Just like the dimensionality as the input data of Conv3d, input data of ConvLSTM is also a 5D tensor (Batch*Timestep*Height*Width*Channels). The input of the neural network module in ConvLSTM is the data in one timestep. For a video, data in one timestep can be interpreted as a video frame. In our experiments, data in one timestep is ST data in spatial dimension.

2.2.4. Model Training and Test

In this study, the original spatiotemporal data and the EEMD processed spatiotemporal data are used to train Conv2d, Conv3d and Conv-LSTM models to predict soil temperatures one day later, three days later and five days later. Persistent forecasting (PF) [37] is also involved in the comparison, which is a simple forecasting method that treats the first day’s temperature as the next day’s forecast. PF can be seen as a minimum criterion to assess the feasibility of DL methods. Experimental data will be split into two parts. The first part, including 80% data, is used for training models. The remaining 20% data are used as the testing set. The overall flow of the experiment is shown in Figure 3.

In the process of training models, we use 10 consecutive days of spatiotemporal ST data to predict the ST after 1, 3 and 5 days in the future. When raw ST data are input into Conv3D and ConvLSTM, there is only 1 channel in the data, where the value is the ST value for a specific area on a particular day. When using EEMD to process ST data, EEMD decomposes the ST sequence in the temporal dimension for the ST in each grid. We set the number of IMFs manually. So the temperature sequence of a certain area was processed by EEMD to obtain 9 IMFs and 1 residual sequence. There are 10 channels of input in EEMD-Conv3D and EEMD-ConvLSTM. For Conv2D, the input tensor can only cover the spatial dimension, so continuous sequences about the ST in the time dimension are preserved through the channels. Therefore, the input data of Conv2D has 10 times more channels than the other two models. The parameter settings of each model are shown in Table 2.

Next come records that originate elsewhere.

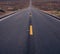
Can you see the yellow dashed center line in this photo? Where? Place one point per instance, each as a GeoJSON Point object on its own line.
{"type": "Point", "coordinates": [31, 30]}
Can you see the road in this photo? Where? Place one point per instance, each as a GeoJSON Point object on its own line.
{"type": "Point", "coordinates": [16, 39]}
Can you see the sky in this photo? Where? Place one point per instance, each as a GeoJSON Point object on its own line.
{"type": "Point", "coordinates": [33, 0]}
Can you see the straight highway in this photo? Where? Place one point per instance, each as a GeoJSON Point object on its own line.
{"type": "Point", "coordinates": [29, 31]}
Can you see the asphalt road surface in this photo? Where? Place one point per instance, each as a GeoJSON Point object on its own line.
{"type": "Point", "coordinates": [16, 39]}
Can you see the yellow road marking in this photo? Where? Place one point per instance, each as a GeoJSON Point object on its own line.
{"type": "Point", "coordinates": [31, 30]}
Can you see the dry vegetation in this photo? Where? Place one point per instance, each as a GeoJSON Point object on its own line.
{"type": "Point", "coordinates": [56, 13]}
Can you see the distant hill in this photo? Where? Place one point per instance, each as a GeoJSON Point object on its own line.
{"type": "Point", "coordinates": [47, 5]}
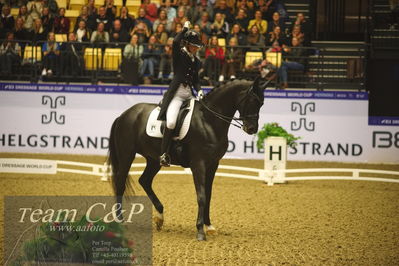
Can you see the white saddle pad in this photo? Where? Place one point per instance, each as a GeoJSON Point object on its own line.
{"type": "Point", "coordinates": [153, 128]}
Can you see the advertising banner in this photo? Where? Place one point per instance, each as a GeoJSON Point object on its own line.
{"type": "Point", "coordinates": [76, 119]}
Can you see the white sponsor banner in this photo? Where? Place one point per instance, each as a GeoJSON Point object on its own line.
{"type": "Point", "coordinates": [79, 123]}
{"type": "Point", "coordinates": [27, 166]}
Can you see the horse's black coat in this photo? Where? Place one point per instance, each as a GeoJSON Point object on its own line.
{"type": "Point", "coordinates": [205, 144]}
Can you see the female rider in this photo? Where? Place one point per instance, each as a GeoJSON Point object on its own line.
{"type": "Point", "coordinates": [186, 66]}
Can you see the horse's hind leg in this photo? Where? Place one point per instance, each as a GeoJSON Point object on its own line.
{"type": "Point", "coordinates": [121, 176]}
{"type": "Point", "coordinates": [210, 175]}
{"type": "Point", "coordinates": [151, 169]}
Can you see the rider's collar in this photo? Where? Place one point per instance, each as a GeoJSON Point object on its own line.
{"type": "Point", "coordinates": [189, 54]}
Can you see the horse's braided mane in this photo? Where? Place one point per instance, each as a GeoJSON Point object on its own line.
{"type": "Point", "coordinates": [225, 85]}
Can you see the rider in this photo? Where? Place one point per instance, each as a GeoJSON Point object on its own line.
{"type": "Point", "coordinates": [186, 66]}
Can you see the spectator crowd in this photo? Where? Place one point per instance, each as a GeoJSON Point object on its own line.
{"type": "Point", "coordinates": [228, 29]}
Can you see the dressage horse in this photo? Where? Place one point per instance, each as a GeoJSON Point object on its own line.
{"type": "Point", "coordinates": [204, 145]}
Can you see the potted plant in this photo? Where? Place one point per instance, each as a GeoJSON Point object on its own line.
{"type": "Point", "coordinates": [274, 130]}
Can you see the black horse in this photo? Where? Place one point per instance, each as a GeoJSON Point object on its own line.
{"type": "Point", "coordinates": [204, 145]}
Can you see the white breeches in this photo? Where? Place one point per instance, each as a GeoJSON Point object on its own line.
{"type": "Point", "coordinates": [183, 93]}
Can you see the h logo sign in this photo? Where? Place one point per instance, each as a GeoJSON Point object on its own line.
{"type": "Point", "coordinates": [53, 103]}
{"type": "Point", "coordinates": [277, 152]}
{"type": "Point", "coordinates": [303, 111]}
{"type": "Point", "coordinates": [276, 158]}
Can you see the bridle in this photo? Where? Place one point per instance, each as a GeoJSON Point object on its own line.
{"type": "Point", "coordinates": [237, 121]}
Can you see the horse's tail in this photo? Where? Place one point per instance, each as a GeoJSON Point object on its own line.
{"type": "Point", "coordinates": [112, 155]}
{"type": "Point", "coordinates": [113, 162]}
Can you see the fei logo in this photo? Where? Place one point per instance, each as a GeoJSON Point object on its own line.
{"type": "Point", "coordinates": [53, 102]}
{"type": "Point", "coordinates": [303, 110]}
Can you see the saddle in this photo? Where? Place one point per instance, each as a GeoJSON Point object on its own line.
{"type": "Point", "coordinates": [156, 127]}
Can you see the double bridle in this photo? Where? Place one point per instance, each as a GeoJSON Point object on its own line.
{"type": "Point", "coordinates": [237, 121]}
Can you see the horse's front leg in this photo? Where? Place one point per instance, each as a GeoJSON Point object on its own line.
{"type": "Point", "coordinates": [199, 173]}
{"type": "Point", "coordinates": [210, 175]}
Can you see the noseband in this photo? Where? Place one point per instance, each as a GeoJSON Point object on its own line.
{"type": "Point", "coordinates": [238, 121]}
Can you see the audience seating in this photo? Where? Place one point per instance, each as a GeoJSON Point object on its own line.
{"type": "Point", "coordinates": [93, 58]}
{"type": "Point", "coordinates": [112, 59]}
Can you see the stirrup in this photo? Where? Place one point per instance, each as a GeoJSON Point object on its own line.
{"type": "Point", "coordinates": [164, 160]}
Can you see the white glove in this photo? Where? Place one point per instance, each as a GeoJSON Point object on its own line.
{"type": "Point", "coordinates": [200, 94]}
{"type": "Point", "coordinates": [187, 24]}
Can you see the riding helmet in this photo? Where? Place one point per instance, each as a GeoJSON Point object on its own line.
{"type": "Point", "coordinates": [192, 37]}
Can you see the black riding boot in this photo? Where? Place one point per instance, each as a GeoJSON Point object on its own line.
{"type": "Point", "coordinates": [166, 140]}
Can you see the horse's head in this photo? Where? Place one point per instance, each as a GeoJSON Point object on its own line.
{"type": "Point", "coordinates": [251, 101]}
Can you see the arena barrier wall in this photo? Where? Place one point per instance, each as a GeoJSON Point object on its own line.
{"type": "Point", "coordinates": [76, 119]}
{"type": "Point", "coordinates": [22, 165]}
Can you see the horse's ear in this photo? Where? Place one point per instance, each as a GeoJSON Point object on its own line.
{"type": "Point", "coordinates": [263, 85]}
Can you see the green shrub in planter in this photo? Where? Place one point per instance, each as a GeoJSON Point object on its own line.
{"type": "Point", "coordinates": [274, 130]}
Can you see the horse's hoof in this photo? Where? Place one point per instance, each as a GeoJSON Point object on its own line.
{"type": "Point", "coordinates": [158, 219]}
{"type": "Point", "coordinates": [210, 230]}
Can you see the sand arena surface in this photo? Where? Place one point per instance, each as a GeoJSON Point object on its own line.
{"type": "Point", "coordinates": [300, 223]}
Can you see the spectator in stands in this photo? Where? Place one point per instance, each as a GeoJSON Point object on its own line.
{"type": "Point", "coordinates": [110, 9]}
{"type": "Point", "coordinates": [9, 54]}
{"type": "Point", "coordinates": [61, 23]}
{"type": "Point", "coordinates": [20, 32]}
{"type": "Point", "coordinates": [47, 19]}
{"type": "Point", "coordinates": [276, 22]}
{"type": "Point", "coordinates": [27, 18]}
{"type": "Point", "coordinates": [204, 7]}
{"type": "Point", "coordinates": [91, 8]}
{"type": "Point", "coordinates": [255, 39]}
{"type": "Point", "coordinates": [214, 56]}
{"type": "Point", "coordinates": [151, 10]}
{"type": "Point", "coordinates": [293, 58]}
{"type": "Point", "coordinates": [170, 11]}
{"type": "Point", "coordinates": [275, 48]}
{"type": "Point", "coordinates": [35, 8]}
{"type": "Point", "coordinates": [237, 33]}
{"type": "Point", "coordinates": [142, 32]}
{"type": "Point", "coordinates": [150, 58]}
{"type": "Point", "coordinates": [52, 5]}
{"type": "Point", "coordinates": [143, 18]}
{"type": "Point", "coordinates": [7, 19]}
{"type": "Point", "coordinates": [51, 52]}
{"type": "Point", "coordinates": [118, 34]}
{"type": "Point", "coordinates": [248, 6]}
{"type": "Point", "coordinates": [71, 56]}
{"type": "Point", "coordinates": [276, 36]}
{"type": "Point", "coordinates": [219, 27]}
{"type": "Point", "coordinates": [38, 33]}
{"type": "Point", "coordinates": [84, 15]}
{"type": "Point", "coordinates": [205, 24]}
{"type": "Point", "coordinates": [180, 18]}
{"type": "Point", "coordinates": [82, 32]}
{"type": "Point", "coordinates": [202, 34]}
{"type": "Point", "coordinates": [161, 34]}
{"type": "Point", "coordinates": [223, 9]}
{"type": "Point", "coordinates": [260, 23]}
{"type": "Point", "coordinates": [132, 61]}
{"type": "Point", "coordinates": [101, 18]}
{"type": "Point", "coordinates": [162, 19]}
{"type": "Point", "coordinates": [166, 64]}
{"type": "Point", "coordinates": [242, 20]}
{"type": "Point", "coordinates": [300, 20]}
{"type": "Point", "coordinates": [267, 8]}
{"type": "Point", "coordinates": [100, 35]}
{"type": "Point", "coordinates": [297, 33]}
{"type": "Point", "coordinates": [233, 58]}
{"type": "Point", "coordinates": [128, 22]}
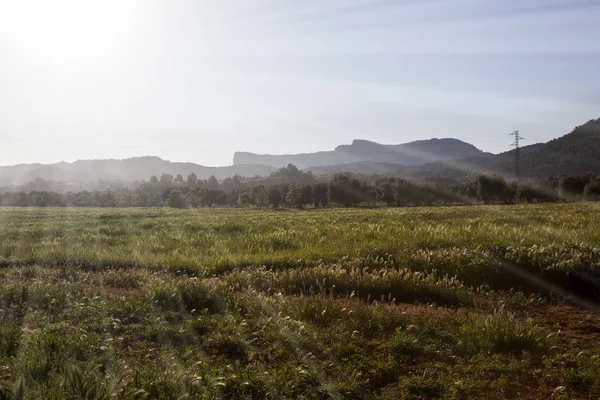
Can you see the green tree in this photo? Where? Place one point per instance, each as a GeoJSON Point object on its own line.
{"type": "Point", "coordinates": [260, 197]}
{"type": "Point", "coordinates": [275, 196]}
{"type": "Point", "coordinates": [243, 199]}
{"type": "Point", "coordinates": [176, 199]}
{"type": "Point", "coordinates": [293, 196]}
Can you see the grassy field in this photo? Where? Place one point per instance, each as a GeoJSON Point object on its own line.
{"type": "Point", "coordinates": [413, 303]}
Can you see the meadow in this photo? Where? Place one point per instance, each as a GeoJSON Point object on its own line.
{"type": "Point", "coordinates": [494, 302]}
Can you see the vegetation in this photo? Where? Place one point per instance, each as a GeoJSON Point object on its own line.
{"type": "Point", "coordinates": [290, 187]}
{"type": "Point", "coordinates": [416, 303]}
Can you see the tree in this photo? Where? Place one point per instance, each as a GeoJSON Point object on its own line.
{"type": "Point", "coordinates": [592, 189]}
{"type": "Point", "coordinates": [275, 196]}
{"type": "Point", "coordinates": [243, 199]}
{"type": "Point", "coordinates": [213, 183]}
{"type": "Point", "coordinates": [571, 187]}
{"type": "Point", "coordinates": [319, 195]}
{"type": "Point", "coordinates": [491, 188]}
{"type": "Point", "coordinates": [166, 178]}
{"type": "Point", "coordinates": [192, 180]}
{"type": "Point", "coordinates": [293, 196]}
{"type": "Point", "coordinates": [260, 197]}
{"type": "Point", "coordinates": [176, 199]}
{"type": "Point", "coordinates": [306, 195]}
{"type": "Point", "coordinates": [385, 192]}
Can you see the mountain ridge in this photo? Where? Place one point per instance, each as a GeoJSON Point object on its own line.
{"type": "Point", "coordinates": [361, 150]}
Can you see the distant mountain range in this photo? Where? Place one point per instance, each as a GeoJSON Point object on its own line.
{"type": "Point", "coordinates": [434, 160]}
{"type": "Point", "coordinates": [413, 153]}
{"type": "Point", "coordinates": [127, 170]}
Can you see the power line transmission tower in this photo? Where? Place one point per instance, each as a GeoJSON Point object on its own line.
{"type": "Point", "coordinates": [518, 138]}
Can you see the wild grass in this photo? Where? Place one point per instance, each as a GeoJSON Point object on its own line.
{"type": "Point", "coordinates": [393, 303]}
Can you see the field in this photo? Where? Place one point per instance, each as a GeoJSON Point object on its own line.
{"type": "Point", "coordinates": [412, 303]}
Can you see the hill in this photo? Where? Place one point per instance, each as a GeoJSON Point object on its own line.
{"type": "Point", "coordinates": [413, 153]}
{"type": "Point", "coordinates": [574, 153]}
{"type": "Point", "coordinates": [127, 170]}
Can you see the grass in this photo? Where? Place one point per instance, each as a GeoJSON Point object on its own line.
{"type": "Point", "coordinates": [414, 303]}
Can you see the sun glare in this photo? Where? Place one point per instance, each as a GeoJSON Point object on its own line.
{"type": "Point", "coordinates": [66, 31]}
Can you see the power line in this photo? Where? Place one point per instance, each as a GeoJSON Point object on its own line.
{"type": "Point", "coordinates": [516, 146]}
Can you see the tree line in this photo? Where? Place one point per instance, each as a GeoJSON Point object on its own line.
{"type": "Point", "coordinates": [292, 188]}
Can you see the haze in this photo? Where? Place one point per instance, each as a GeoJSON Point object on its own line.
{"type": "Point", "coordinates": [197, 80]}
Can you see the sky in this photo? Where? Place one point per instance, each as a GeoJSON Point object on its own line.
{"type": "Point", "coordinates": [197, 80]}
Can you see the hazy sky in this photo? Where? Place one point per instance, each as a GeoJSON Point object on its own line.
{"type": "Point", "coordinates": [197, 80]}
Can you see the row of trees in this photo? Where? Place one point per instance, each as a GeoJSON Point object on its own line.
{"type": "Point", "coordinates": [290, 187]}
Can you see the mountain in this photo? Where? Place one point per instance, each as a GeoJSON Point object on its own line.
{"type": "Point", "coordinates": [574, 153]}
{"type": "Point", "coordinates": [413, 153]}
{"type": "Point", "coordinates": [127, 170]}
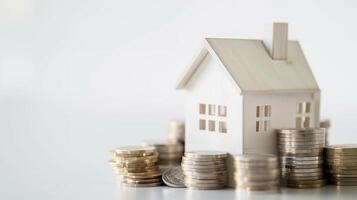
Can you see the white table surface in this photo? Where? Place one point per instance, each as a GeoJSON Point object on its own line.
{"type": "Point", "coordinates": [157, 193]}
{"type": "Point", "coordinates": [91, 182]}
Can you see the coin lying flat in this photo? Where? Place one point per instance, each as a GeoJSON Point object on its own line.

To evaluate the above models and compare their performance in predicting spatiotemporal ST, several statistical evaluation metrics including mean absolute error (MAE), mean squared error (MSE), root mean square error (RMSE), r-squared (

R^{2}

) and mean absolute percentage error (MAPE) are applied to assess model performance. The evaluation metrics are defined as Equation (12) to Equation (16) (yi is the true value of the testing set, ŷi is the prediction value of the model). Due to the existence of division in the calculation of MAPE, the minimum absolute value of the true value is 0.02189

^{\circ}

C. Such kind of data that is close to 0

^{\circ}

C will seriously affect the accuracy of MAPE. Therefore, we averaged the 400 grids of each day before calculating MAPE.

\begin{matrix} M A E = \frac{\sum_{i = 1}^{n} |y_{i} - {\hat{y}}_{i}|}{n} \end{matrix}

(12)

\begin{matrix} M S E = \frac{\sum_{i = 1}^{n} {(y_{i} - {\hat{y}}_{i})}^{2}}{n} \end{matrix}

(13)

\begin{matrix} R M S E = \sqrt{\frac{\sum_{i = 1}^{n} {(y_{i} - {\hat{y}}_{i})}^{2}}{n}} \end{matrix}

(14)

\begin{matrix} R^{2} = 1 - \frac{\sum_{i = 1}^{n} {(y_{i} - {\hat{y}}_{i})}^{2}}{\sum_{i = 1}^{n} {(y_{i} - {\bar{y}}_{i})}^{2}} \end{matrix}

(15)

\begin{matrix} M A P E = \sum_{i = 1}^{n} |\frac{y_{i} - {\hat{y}}_{i}}{y_{i}}| \times \frac{100 %}{n} \end{matrix}

(16)

3. Results and Discussion

3.1. Results

After the models have been trained, we input the test data into each model and obtain the corresponding prediction results. The prediction results and the true values are simultaneously reshaped to a 1-dimensional series, and the performance of the models is assessed using the evaluation metrics. Performance of the models is shown in Table 3. When predicting ST with a one-day delay, DL models using raw data input did not work as well as PF. In contrast, when the DL models used the EEMD-processed data as input, the prediction performance was significantly improved. In addition to this, the DL model combined with EEMD performs better than PF’s performance. Under the same latency conditions, ConvLSTM has better performance than Conv2D and Conv3D in predicting ST using machine models without EEMD. In addition, when the model is combined with EEMD, EEMD-Conv3D has the best performance.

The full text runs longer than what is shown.